Essa arte, a escrita, exige solidão. Ele a concilia com o apreço pela troca de ideias. Se é corriqueiro vê-lo desfrutar da vida cultural da cidade, entre amigos como o dramaturgo e diretor Alexandre França, há em seus personagens o inverso, uma misantropia, comum a alguns de seus autores prediletos, como John Fante – outro é Scott Fitzgerald, e a leitura atual, a Nobel Herta Müller.

Nada o deixa mais perplexo do que o modo como as pessoas se en­­contram e depois se desencontram: os "cataclismas afetivos", como diz. "Em que ponto paramos de nos ouvir e a voracidade do dia a dia nos tornou mais difíceis?", pergunta. Talvez seja a questão mais premente em seus escritos.

Ator

Entre prosa, teatro e poesia, Le­­prevost se considera um contador de histórias. O teatro veio apenas "injetar carne nos fantasmas" – agora cita o dramaturgo alemão Heiner Müller.

O mais curioso foi que primeiro enfrentou as inquietações de ser ator. Por isso, até hoje, acha que quem escreve seus textos teatrais é o ator dentro de si.

A atração pelo teatro chegou tarde, a partir de uma oficina no espaço Pé no Palco, da qual seguiu para um grupo de estudos sobre Chekhov, até se decidir por largar a faculdade de Jornalismo – a de Direito já havia sido abandonada – para es­­tudar atuação na Casa das Artes de Laranjeiras, no Rio de Janeiro.

Sem modéstia, Leprevost se diz "muito bom ator". Mas parou de atuar. O motivo? "O personagem não existe, é a sua mente, o seu corpo", responde.

Essa sensação cresceu ao interpretar Lucky numa montagem carioca de Esperando Godot, dirigida pela professora Celina Sodré. "O Lucky me assombrou por muito tempo, a partitura física ficou marcada no meu corpo. O ator escreve em si mesmo", concluiu, e desde então passou a ter medo de atuar.

Celina, a propósito, foi daquelas mestres que modificam a vida, para que a nova vida mude a arte. Outro foi o poeta Chacall, que co­­nheceu no Centro de Experi­­men­­tação Poética. A partir dali começava uma rotina insana com aulas de teatro durante o dia, espetáculos à noite e encontros artísticos madrugada adentro, até sucumbir à estafa e retornar a Curitiba, transformado.

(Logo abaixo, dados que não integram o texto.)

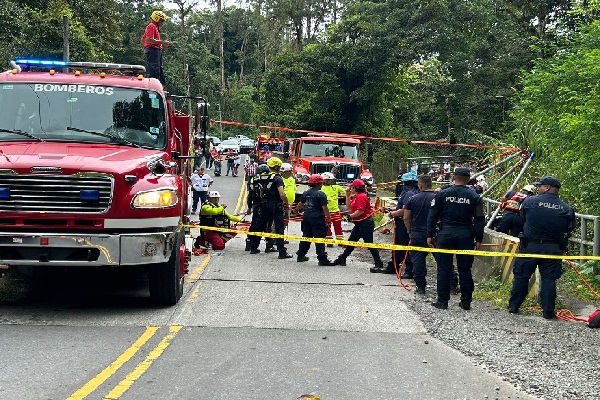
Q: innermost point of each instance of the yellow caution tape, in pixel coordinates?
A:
(386, 246)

Aqui, ganhou projeção como dramaturgo, e a parceria com a diretora Nina Rosa Sá se fortaleceu. Ela dirigiu suas Pecinhas para uma Tecnologia do Afeto, além de Com Amor, apresentada na 6.ª Mostra Cena Breve. Sem tanto diálogo com o autor, o Pé no Palco montou Já Viu como um Pinguim Anda?, uma colagem de textos do blog Notas para um Livro Bonito.

Ele gostaria de viver mais intensamente a rotina dos grupos de teatro. O problema é que, nessas situações, se intromete na direção mais do que deveria. Na verdade, já escreve ensaiando: lê em voz alta atrás da musicalidade das frases. Melhor ainda quando sabe previamente quem fará o papel. Daí aproveita o que conhece da personalidade do intérprete para provocá-lo.

No ano que vem, pela segunda vez na vida, Leprevost vai mesmo dirigir uma peça: O Butô de Mick Jagger. Deve estreá-la no Festival de Curitiba, dentro de uma mostra planejada com colegas do Núcleo de Dramaturgia do Sesi Paraná, que ele frequenta e reconhece: tem aquecido a cena autoral de teatro na cidade. Com textos de iniciantes e outros de linguagem já apurada, como os seus.